I bet the US Navy could tell you exactly when their sub imploded. 

 

PATUXENT RIVER NAS, Md. – U.S. Navy anti-submarine warfare (ASW) experts are replenishing their supplies of advanced multistatic air-launched sub-hunting sonobuoys that work together with other sonobuoys to detect, pinpoint, and track enemy submarines.

Officials of the Naval Air Systems Command at Patuxent River Naval Air Station, Md., announced a $181.9 million order Wednesday to ERAPSCO in Columbia City, Ind., for 126,000 sonobuoys for airborne ASW operations.

Sonobuoys are air launched expendable, electro-mechanical ASW acoustic sensors designed to relay underwater sounds of ships and submarines. Sonobuoys enable Navy ASW forces to track potentially hostile submarines operating in the open ocean and in coastal areas that could be threats to Navy carrier battle groups or other forces. Information from these systems can help enable precision attacks with air-launched torpedoes.

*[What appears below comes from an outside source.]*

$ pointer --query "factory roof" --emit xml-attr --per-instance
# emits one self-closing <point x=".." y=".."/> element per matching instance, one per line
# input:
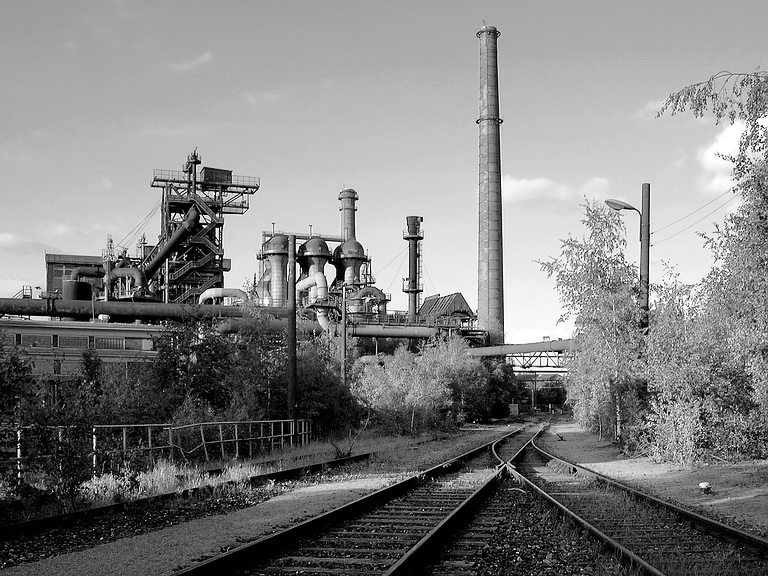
<point x="437" y="306"/>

Yes, as soon as they lost communications with it on Sunday.

”Sensors operated by the Navy detected the likely implosion of the Titan submersible hours before the U.S. Coast Guard publicly shared that it had gone missing — a revelation that means a five-day search that sparked round-the-clock media coverage may have been futile from the start. 

The Navy detected "an anomaly consistent with an implosion or explosion" in acoustic data taken from the same area where the Titan went missing, a senior Navy official told NPR in a written statement. 

A second official confirmed that it had registered that acoustic data on Sunday.”